MongoDB is built for change, empowering our customers and our people to innovate at the speed of the market. They are seeking an experienced Senior Site Reliability Engineer to support, maintain, and grow the Atlas platform, ensuring a reliable and resilient multi-cloud environment.
Responsibilities:
- Support, maintain and grow the Atlas platform
- Design & build complex systems, operate with autonomy and act as owner for everything you do
- Provide expertise about running systems at scale, build new tooling and automation and perform essential maintenance of the Atlas fleet
- Participate in the development of a reliable and resilient multi-cloud platform that hosts business critical applications for a wide & varied range of customer applications
- Collaborate with service-owning teams to provide internal support, solve technical challenges and adapt or build tooling to solve novel use cases in a generic fashion
- Participate in a 24/7 on-call rotation to swiftly resolve issues related to any disruption of our customer facing Atlas fleet, ensuring minimal disruption and high availability
Requirements:
- 5+ years of experience running critical systems at scale
- Value efficiency in processes and operations, and display a preference for automation over manual processes ('allergic to ops work')

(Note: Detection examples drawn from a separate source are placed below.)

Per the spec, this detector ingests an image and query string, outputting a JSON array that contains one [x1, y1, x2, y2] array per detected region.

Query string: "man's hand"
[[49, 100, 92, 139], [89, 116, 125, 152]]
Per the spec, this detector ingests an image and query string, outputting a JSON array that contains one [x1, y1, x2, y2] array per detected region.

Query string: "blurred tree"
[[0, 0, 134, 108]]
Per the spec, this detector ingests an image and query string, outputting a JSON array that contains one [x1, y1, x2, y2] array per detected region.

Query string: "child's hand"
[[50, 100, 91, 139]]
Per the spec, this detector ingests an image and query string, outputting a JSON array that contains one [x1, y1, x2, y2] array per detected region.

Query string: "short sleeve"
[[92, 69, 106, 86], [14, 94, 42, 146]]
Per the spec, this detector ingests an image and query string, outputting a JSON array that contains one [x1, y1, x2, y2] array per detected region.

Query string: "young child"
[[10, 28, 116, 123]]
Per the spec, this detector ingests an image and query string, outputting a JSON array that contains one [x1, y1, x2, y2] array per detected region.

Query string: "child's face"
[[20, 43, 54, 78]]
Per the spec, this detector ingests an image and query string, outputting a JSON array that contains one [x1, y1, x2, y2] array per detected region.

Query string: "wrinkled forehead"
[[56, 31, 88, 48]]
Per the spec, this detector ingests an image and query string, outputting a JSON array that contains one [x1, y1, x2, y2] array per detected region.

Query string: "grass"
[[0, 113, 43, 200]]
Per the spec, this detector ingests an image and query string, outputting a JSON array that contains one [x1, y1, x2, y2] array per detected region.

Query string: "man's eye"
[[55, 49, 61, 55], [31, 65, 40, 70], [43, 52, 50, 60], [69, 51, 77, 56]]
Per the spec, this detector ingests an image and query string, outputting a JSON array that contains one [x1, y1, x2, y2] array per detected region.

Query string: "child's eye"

- Be familiar with a major cloud provider (AWS, Azure, or GCP) and possess the ability to build and operate systems in a multi-cloud environment
- A strong understanding of how to run a large scale Linux environment, including low level fundamentals
- Firm grasp of at least one modern programming language, beyond basic scripting (Go, Ruby, Python)
- Solid understanding of web and network protocols and standards (HTTP, TLS, DNS, etc)